Building Adversarially Robust Natural Language Processing Systems


Robin Jia
Stanford University


Regina Barzilay
While modern NLP systems have achieved outstanding performance on static benchmarks, they often fail catastrophically when presented with inputs that have been adversarially perturbed. This lack of robustness exposes troubling gaps in current models’ understanding capabilities. Moreover, vulnerability to adversarial perturbations poses challenges for deployment of NLP systems for tasks like hate speech detection.

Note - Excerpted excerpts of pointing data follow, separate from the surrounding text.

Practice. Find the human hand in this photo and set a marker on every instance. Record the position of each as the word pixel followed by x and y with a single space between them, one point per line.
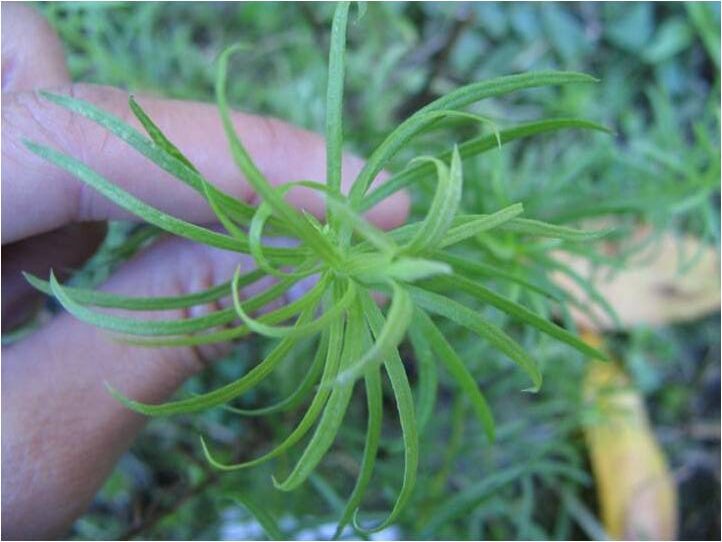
pixel 62 431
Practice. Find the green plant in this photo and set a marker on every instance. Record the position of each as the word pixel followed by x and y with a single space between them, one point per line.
pixel 421 266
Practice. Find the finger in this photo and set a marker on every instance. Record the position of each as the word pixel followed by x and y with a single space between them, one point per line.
pixel 56 455
pixel 38 196
pixel 32 55
pixel 64 250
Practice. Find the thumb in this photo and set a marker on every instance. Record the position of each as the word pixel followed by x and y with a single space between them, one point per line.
pixel 32 55
pixel 63 432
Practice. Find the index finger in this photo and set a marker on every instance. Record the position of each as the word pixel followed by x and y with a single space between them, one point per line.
pixel 40 197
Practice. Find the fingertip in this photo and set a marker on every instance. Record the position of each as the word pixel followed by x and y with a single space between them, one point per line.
pixel 391 212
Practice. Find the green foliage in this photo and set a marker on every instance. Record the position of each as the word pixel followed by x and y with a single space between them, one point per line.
pixel 345 284
pixel 661 168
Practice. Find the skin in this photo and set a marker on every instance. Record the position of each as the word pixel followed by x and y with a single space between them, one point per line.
pixel 62 431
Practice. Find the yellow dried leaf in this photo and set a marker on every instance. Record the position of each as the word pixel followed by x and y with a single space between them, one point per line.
pixel 651 290
pixel 636 492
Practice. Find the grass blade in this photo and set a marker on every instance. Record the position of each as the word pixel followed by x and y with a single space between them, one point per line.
pixel 373 437
pixel 474 147
pixel 458 370
pixel 224 393
pixel 405 405
pixel 448 308
pixel 160 156
pixel 395 326
pixel 356 338
pixel 299 394
pixel 288 215
pixel 333 359
pixel 104 299
pixel 433 229
pixel 460 97
pixel 457 282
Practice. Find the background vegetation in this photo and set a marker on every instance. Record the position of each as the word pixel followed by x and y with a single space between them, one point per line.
pixel 659 65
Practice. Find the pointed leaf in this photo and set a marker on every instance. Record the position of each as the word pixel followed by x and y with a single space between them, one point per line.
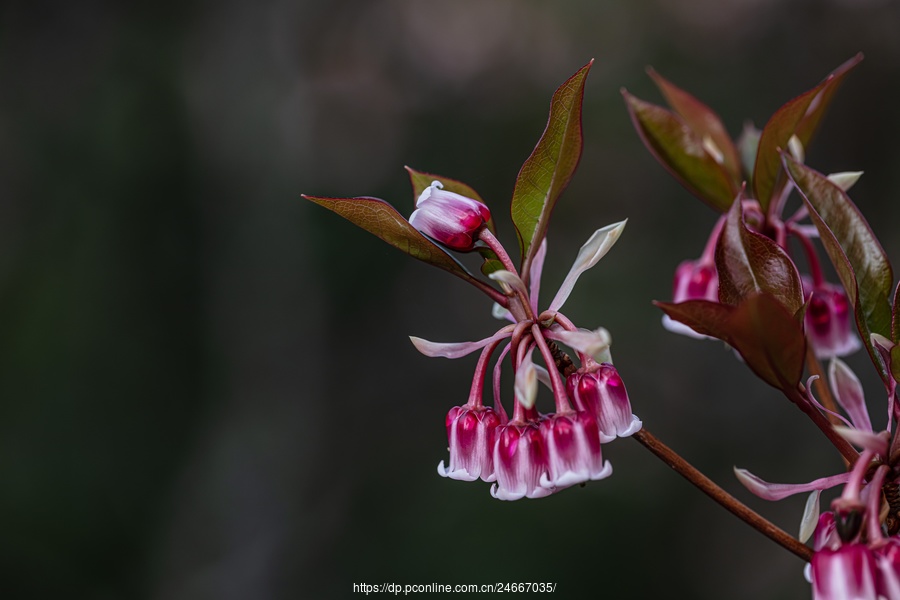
pixel 817 108
pixel 855 252
pixel 895 316
pixel 748 146
pixel 775 135
pixel 380 218
pixel 749 263
pixel 705 123
pixel 766 335
pixel 681 152
pixel 546 173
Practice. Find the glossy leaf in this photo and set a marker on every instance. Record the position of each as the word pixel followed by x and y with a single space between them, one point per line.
pixel 817 108
pixel 750 263
pixel 855 252
pixel 895 316
pixel 705 123
pixel 381 219
pixel 748 145
pixel 682 152
pixel 775 136
pixel 546 173
pixel 767 336
pixel 421 180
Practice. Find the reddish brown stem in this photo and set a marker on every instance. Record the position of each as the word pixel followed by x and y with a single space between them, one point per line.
pixel 726 500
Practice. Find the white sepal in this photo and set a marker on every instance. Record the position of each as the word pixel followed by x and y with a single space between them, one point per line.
pixel 590 253
pixel 526 381
pixel 810 516
pixel 457 349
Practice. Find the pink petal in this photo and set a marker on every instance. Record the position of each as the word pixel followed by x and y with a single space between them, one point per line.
pixel 779 491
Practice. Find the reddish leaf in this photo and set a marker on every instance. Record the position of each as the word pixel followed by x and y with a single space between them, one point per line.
pixel 817 108
pixel 767 336
pixel 380 218
pixel 705 123
pixel 682 153
pixel 855 252
pixel 703 316
pixel 775 135
pixel 546 173
pixel 749 263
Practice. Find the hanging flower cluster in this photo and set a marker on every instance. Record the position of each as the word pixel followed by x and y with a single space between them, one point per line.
pixel 531 454
pixel 746 290
pixel 857 543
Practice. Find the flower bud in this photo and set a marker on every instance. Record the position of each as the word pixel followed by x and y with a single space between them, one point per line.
pixel 602 393
pixel 828 323
pixel 847 572
pixel 449 218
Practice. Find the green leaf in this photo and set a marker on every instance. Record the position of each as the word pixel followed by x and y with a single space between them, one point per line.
pixel 748 145
pixel 749 263
pixel 767 336
pixel 813 117
pixel 704 122
pixel 895 363
pixel 775 135
pixel 895 317
pixel 682 153
pixel 855 252
pixel 380 218
pixel 546 173
pixel 421 180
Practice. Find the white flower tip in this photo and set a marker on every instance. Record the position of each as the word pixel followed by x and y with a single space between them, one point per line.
pixel 846 179
pixel 426 193
pixel 710 146
pixel 526 384
pixel 881 341
pixel 795 147
pixel 509 281
pixel 810 516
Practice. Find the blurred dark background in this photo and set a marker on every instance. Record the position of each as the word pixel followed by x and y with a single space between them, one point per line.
pixel 206 387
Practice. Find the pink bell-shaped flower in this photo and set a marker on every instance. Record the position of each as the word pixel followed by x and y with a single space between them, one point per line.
pixel 844 574
pixel 470 433
pixel 449 218
pixel 520 462
pixel 602 393
pixel 573 450
pixel 828 322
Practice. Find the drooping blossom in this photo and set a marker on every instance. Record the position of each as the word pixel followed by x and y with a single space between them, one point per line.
pixel 828 321
pixel 531 454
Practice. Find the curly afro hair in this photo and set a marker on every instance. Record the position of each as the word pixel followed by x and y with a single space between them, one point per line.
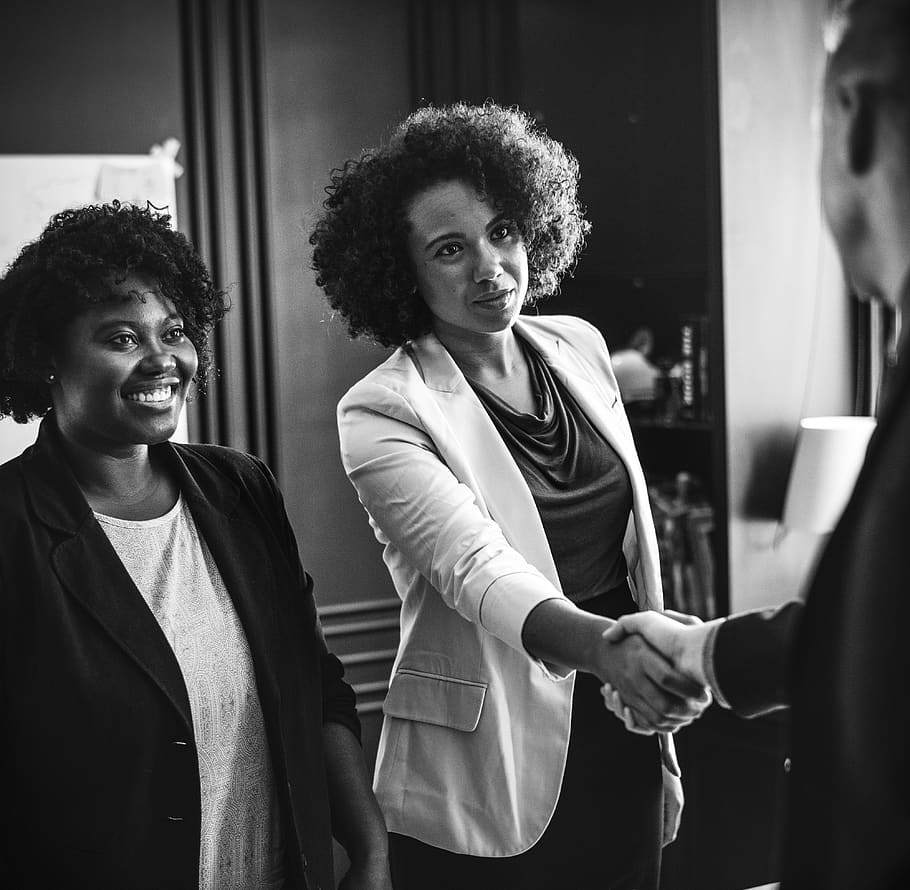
pixel 360 255
pixel 72 264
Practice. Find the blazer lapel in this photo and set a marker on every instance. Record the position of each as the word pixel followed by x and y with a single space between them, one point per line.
pixel 245 563
pixel 603 409
pixel 473 449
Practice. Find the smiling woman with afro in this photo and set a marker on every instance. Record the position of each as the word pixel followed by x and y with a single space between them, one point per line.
pixel 71 266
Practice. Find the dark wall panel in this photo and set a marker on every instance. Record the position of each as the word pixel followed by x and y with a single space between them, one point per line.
pixel 89 77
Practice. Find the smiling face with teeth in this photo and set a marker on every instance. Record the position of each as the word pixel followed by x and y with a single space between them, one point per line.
pixel 122 369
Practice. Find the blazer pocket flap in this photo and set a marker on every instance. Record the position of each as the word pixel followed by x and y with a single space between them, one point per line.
pixel 432 698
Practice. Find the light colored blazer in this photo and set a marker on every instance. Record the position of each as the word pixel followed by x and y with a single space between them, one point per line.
pixel 475 735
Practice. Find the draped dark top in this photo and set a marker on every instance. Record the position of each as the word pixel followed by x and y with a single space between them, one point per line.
pixel 578 481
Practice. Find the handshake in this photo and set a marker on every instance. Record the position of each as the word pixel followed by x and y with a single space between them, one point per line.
pixel 658 683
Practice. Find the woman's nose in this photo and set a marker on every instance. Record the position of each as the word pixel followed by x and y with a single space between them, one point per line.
pixel 487 263
pixel 159 358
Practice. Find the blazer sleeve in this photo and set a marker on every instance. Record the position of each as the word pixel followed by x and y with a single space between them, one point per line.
pixel 418 505
pixel 751 658
pixel 338 698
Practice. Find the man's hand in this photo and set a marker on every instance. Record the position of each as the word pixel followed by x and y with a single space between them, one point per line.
pixel 680 639
pixel 657 696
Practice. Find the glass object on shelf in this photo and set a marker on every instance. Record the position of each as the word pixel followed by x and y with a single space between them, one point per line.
pixel 684 521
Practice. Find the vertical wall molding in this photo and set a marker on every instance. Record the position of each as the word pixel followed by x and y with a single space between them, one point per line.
pixel 226 160
pixel 463 50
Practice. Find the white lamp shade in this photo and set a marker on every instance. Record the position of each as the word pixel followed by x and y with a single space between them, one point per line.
pixel 829 454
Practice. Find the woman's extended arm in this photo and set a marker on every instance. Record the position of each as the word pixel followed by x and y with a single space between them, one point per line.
pixel 558 631
pixel 357 821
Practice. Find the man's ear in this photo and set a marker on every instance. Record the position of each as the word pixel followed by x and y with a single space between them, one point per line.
pixel 856 102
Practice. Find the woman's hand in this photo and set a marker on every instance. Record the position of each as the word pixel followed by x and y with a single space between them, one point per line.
pixel 646 690
pixel 370 875
pixel 679 638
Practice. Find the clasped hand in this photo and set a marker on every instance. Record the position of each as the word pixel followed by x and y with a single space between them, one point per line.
pixel 655 682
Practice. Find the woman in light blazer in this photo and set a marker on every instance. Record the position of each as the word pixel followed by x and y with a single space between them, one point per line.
pixel 494 460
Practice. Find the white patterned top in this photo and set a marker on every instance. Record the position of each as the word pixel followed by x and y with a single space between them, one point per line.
pixel 241 844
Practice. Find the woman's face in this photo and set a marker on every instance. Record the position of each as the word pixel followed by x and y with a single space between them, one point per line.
pixel 470 261
pixel 122 370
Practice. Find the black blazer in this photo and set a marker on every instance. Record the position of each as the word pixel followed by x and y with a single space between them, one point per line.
pixel 843 662
pixel 100 783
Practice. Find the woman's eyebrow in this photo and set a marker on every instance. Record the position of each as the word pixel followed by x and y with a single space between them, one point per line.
pixel 446 236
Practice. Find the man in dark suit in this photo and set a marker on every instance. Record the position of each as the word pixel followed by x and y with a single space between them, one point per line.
pixel 842 661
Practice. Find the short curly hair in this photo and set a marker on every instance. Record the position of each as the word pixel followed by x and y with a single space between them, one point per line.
pixel 70 265
pixel 360 255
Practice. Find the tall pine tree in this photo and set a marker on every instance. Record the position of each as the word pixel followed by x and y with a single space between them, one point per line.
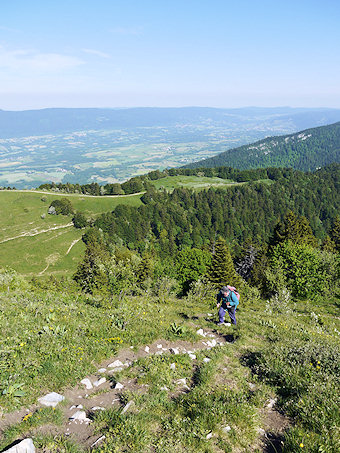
pixel 221 271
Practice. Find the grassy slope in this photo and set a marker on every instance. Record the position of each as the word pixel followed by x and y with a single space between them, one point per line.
pixel 192 182
pixel 21 212
pixel 62 335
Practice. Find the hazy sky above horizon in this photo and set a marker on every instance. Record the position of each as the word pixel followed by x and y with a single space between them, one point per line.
pixel 124 53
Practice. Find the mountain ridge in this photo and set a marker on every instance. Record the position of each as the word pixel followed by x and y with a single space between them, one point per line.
pixel 305 150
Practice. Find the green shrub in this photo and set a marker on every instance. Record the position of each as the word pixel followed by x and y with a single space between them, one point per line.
pixel 62 206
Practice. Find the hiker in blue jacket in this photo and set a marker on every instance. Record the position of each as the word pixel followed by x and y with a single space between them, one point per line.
pixel 228 301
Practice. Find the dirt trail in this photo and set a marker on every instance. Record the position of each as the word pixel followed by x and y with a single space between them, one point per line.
pixel 35 233
pixel 106 396
pixel 72 244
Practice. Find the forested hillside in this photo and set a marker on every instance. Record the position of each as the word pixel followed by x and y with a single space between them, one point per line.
pixel 242 212
pixel 306 150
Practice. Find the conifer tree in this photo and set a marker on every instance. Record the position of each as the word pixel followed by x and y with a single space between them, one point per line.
pixel 145 268
pixel 295 229
pixel 335 233
pixel 221 272
pixel 328 245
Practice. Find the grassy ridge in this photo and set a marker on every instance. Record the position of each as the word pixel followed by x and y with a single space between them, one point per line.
pixel 21 211
pixel 283 350
pixel 192 182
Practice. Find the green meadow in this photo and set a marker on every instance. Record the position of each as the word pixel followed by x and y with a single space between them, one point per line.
pixel 192 182
pixel 279 353
pixel 35 243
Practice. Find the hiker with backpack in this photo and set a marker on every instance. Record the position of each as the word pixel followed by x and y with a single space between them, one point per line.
pixel 227 300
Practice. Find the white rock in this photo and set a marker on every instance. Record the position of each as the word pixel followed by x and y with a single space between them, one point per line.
pixel 99 382
pixel 87 383
pixel 97 441
pixel 115 364
pixel 25 446
pixel 127 407
pixel 271 403
pixel 116 370
pixel 51 399
pixel 181 381
pixel 80 416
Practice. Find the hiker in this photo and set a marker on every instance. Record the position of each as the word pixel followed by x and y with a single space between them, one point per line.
pixel 227 300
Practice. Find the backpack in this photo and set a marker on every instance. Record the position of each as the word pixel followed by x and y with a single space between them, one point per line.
pixel 234 290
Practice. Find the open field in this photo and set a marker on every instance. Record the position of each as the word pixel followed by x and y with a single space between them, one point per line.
pixel 255 388
pixel 31 244
pixel 192 182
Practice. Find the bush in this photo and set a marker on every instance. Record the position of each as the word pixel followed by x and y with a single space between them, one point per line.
pixel 79 220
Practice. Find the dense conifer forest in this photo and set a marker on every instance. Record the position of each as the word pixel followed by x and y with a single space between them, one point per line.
pixel 241 213
pixel 306 150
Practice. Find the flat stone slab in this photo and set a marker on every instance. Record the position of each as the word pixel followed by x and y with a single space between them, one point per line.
pixel 51 399
pixel 128 406
pixel 87 383
pixel 25 446
pixel 99 382
pixel 116 370
pixel 80 416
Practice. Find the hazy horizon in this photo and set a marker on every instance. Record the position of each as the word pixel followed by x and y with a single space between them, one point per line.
pixel 82 54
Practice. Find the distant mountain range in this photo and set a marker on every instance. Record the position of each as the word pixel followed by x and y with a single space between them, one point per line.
pixel 306 150
pixel 14 124
pixel 112 145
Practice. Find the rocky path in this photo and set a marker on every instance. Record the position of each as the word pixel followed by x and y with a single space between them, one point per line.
pixel 98 391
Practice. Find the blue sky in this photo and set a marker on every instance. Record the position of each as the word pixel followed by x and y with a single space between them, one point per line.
pixel 113 53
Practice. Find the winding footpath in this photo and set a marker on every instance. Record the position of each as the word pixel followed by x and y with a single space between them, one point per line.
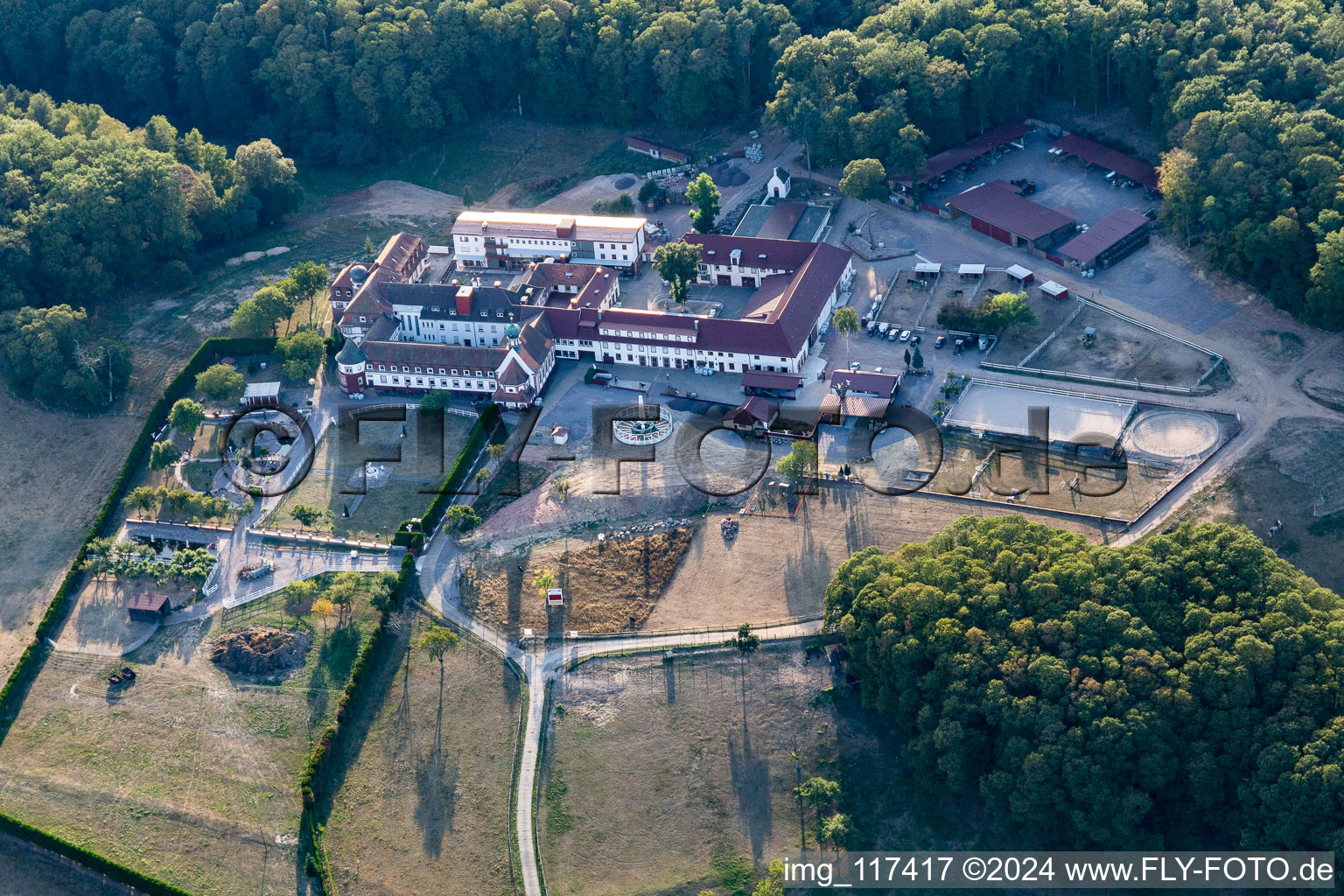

In this talk, I will discuss methods for building models that are provably robust to certain forms of adversarial perturbations. First, I will show how to train NLP models to produce certificates of robustness--guarantees that for a given example and combinatorially large class of possible perturbations, no perturbation can cause a misclassification. Second, I will describe task-agnostic robust encodings (TARE), a method to construct discrete, task-general sentence representations that confer robustness to any downstream model that uses them. These approaches have complementary strengths: certificates scale well to large inputs, while TARE accommodates arbitrary model architectures and works for many tasks at once. Importantly, both approaches underscore how optimizing for robustness leads to new trade-offs when building NLP models.

Robin Jia is a sixth-year PhD student at Stanford University, advised by Percy Liang. His research interests lie broadly in building natural language processing systems that are robust when given unexpected test-time inputs. His work has received an Outstanding Paper Award at EMNLP 2017 and a Best Short Paper Award at ACL 2018. Robin has been supported by an NSF graduate research fellowship.